- People err. That is a fact of life. People are not precision machinery designed for accuracy
- In fact, we humans are a different kind of device entirely. Creativity, adaptability, and
- flexibility are our strengths. Continual alertness and precision in action or memory are our
- weaknesses. We are amazingly error tolerant, even when physically damaged. We are extremely
- flexible, robust, creative, and superb at finding explanations and meanings from partial and
- noisy evidence. The same properties that lead to such robustness and creativity also produce
- errors. The natural tendency to interpret partial information -- although often our prime virtue
- -- can cause operators to misinterpret system behavior in such a plausible way that the
- misinterpretation can be difficult to discover. - Donald A. Norman
Robustness in the context of software systems and applications is defined as the degree to which a system or component can still function in the presence of pertubations: faults, failures or adverse conditions. It is is associated with the resilience of a system and the ability to maintain function despite adverse (worst case) conditions and unfavorable changes in internal structure or external environment. A robust system is "pertubation-resistant". A system which can stil function in the presence of faults is called fault tolerant. Robustness depends on the fragility and brittleness of a system, and is a measure of how sensitive a particular system is to changes and disturbances. Reliability, robustness and fault tolerance can be achieved by redundancy and replication. In his paper The Ontology of Complex Systems, William Wimsatt gives the following definition of robustness:
- Things are robust if they are accessible (detectable, measureable, derivable, defineable, produceable, or the like) in a variety of independent ways.

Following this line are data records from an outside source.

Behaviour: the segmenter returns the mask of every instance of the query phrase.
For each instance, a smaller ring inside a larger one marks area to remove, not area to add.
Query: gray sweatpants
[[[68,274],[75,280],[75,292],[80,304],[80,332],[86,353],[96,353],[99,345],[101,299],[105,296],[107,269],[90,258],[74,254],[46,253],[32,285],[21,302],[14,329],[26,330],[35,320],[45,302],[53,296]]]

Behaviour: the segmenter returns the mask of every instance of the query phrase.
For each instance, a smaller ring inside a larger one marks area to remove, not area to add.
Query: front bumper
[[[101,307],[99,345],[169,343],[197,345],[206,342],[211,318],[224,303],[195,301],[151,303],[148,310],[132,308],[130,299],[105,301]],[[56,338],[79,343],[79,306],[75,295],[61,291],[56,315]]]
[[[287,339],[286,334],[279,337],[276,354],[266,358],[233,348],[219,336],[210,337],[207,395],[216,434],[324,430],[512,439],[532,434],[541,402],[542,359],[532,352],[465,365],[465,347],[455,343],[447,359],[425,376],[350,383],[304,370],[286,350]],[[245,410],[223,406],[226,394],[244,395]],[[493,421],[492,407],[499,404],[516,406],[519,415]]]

Basically, a system is robust if a certain operation or process can be achieved in many ways, if there are many ways of doing the same thing. For example, there are many different ways to reach a node, because there is more than one path to it, or there are many different ways to access a certain node type, because there are many redundant instances.

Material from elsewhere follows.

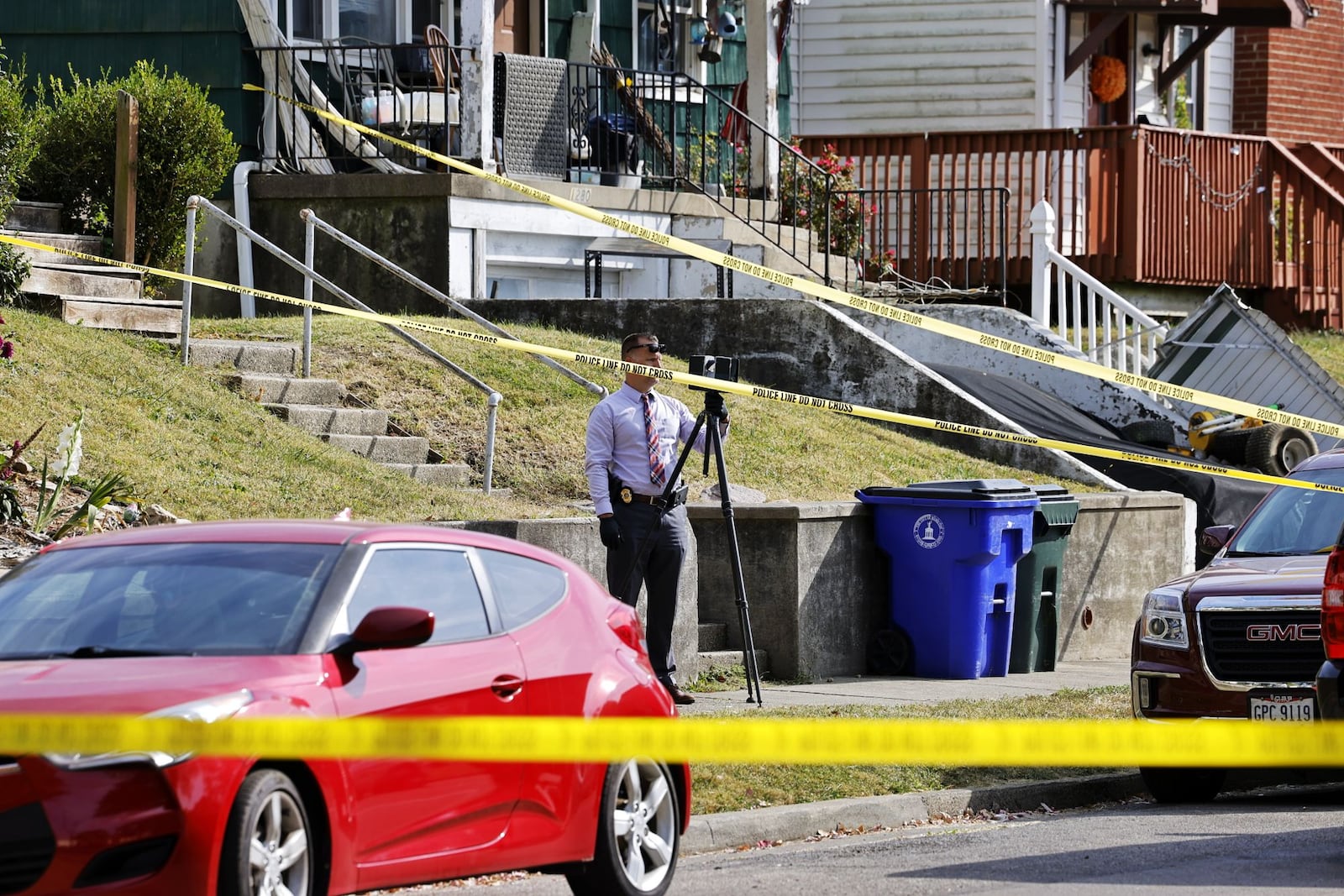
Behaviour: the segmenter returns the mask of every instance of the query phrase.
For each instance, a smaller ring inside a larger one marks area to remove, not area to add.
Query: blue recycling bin
[[[915,482],[855,492],[891,562],[888,672],[1008,674],[1016,564],[1039,497],[1017,480]],[[880,641],[880,639],[879,639]]]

- diversity of links: reach a node on different paths
- diversity of nodes: access different redundant instances of a node
- diversity of design/versions: reach a computational goal in different ways
In any case, diversity and redundancy are the key. There are in general two different ways to increase robustness in distributed systems: first redundancy of components, elements and nodes, and second redundancy of paths, links and channels between them. The former can be found in the replication of nodes, the latter can be observed in the internet, if one route is blocked, then another is taken. If there is always another way to reach the goal, then the failure of a single node or link does not affect the function of the system. A third method to increase robustness and fault tolerance is 'design diversity' to protect the system against design faults: the use of multiple functionally equivalent but diverse program versions based on the same specification to ensure safety in critical applications and to protect the most vital subsystems of complex systems and networks against design faults (also known as N-Version Programming or NVP which was first proposed by Algirdas Avizienis in 1977).